DELETE_CONV : conv -> conv
Reduce {t1;...;tn} DELETE t by deleting t from {t1;...;tn}.
The function DELETE_CONV is a parameterized conversion for reducing finite sets of the form {t1;...;tn} DELETE t, where the term t and the elements of {t1;...;tn} are of some base type ty. The first argument to DELETE_CONV is expected to be a conversion that decides equality between values of the base type ty. Given an equation e1 = e2, where e1 and e2 are terms of type ty, this conversion should return the theorem |- (e1 = e2) = T or the theorem |- (e1 = e2) = F, as appropriate.

Given such a conversion conv, the function DELETE_CONV returns a conversion that maps a term of the form {t1;...;tn} DELETE t to the theorem

   |- {t1;...;tn} DELETE t = {ti;...;tj}
where {ti;...;tj} is the subset of {t1;...;tn} for which the supplied equality conversion conv proves
   |- (ti = t) = F, ..., |- (tj = t) = F
and for all the elements tk in {t1;...;tn} but not in {ti;...;tj}, either conv proves |- (tk = t) = T or tk is alpha-equivalent to t. That is, the reduced set {ti;...;tj} comprises all those elements of the original set that are provably not equal to the deleted element t.
In the following example, the conversion REDUCE_CONV is supplied as a parameter and used to test equality of the deleted value 2 with the elements of the set.

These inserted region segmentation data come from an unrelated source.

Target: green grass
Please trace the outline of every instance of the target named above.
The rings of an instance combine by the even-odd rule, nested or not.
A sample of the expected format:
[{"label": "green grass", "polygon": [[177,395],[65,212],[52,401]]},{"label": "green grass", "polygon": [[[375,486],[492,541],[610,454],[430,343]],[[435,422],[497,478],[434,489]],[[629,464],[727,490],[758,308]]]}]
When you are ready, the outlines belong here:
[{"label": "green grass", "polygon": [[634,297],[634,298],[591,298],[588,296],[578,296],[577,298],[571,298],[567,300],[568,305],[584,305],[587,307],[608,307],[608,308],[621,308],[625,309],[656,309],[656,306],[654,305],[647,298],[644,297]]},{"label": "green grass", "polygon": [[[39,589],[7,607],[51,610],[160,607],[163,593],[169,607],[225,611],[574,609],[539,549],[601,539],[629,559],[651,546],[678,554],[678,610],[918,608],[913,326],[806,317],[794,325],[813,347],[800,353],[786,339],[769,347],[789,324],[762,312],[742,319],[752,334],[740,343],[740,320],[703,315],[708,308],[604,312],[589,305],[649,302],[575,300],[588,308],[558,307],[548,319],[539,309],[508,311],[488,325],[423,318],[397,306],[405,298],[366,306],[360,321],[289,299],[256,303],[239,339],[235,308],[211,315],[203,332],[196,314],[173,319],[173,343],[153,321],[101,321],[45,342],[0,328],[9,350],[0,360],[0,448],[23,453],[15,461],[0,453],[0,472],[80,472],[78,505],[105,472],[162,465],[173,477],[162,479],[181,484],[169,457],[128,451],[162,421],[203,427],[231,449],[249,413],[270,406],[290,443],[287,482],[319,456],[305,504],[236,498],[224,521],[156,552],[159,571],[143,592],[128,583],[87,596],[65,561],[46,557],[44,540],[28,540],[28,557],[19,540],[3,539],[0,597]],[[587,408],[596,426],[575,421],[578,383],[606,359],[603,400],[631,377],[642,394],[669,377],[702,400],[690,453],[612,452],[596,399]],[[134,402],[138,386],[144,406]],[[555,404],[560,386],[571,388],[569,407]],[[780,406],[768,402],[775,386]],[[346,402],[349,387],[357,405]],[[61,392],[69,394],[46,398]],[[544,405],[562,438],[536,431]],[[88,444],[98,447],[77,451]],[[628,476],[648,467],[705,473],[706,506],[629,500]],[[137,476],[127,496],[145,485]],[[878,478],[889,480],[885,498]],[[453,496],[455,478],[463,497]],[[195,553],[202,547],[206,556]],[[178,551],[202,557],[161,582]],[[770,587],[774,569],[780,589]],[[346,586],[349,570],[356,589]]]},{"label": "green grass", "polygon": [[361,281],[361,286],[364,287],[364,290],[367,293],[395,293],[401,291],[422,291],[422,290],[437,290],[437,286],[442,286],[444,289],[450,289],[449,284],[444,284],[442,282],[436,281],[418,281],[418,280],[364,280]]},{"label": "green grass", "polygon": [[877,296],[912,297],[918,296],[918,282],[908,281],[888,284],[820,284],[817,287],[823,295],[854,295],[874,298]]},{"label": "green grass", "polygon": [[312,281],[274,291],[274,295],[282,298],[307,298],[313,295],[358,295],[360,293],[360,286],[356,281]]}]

   - DELETE_CONV REDUCE_CONV ``{2; 1; SUC 1; 3} DELETE 2``;
   > val it = |- {2; 1; SUC 1; 3} DELETE 2 = {1; 3} : thm
DELETE_CONV conv fails if applied to a term not of the form {t1;...;tn} DELETE t. A call DELETE_CONV conv ``{t1;...;tn} DELETE t`` fails unless for each element ti of the set {t1;...;tn}, the term t is either alpha-equivalent to ti or conv ``ti = t`` returns |- (ti = t) = T or |- (ti = t) = F.
HOL  Kananaskis-14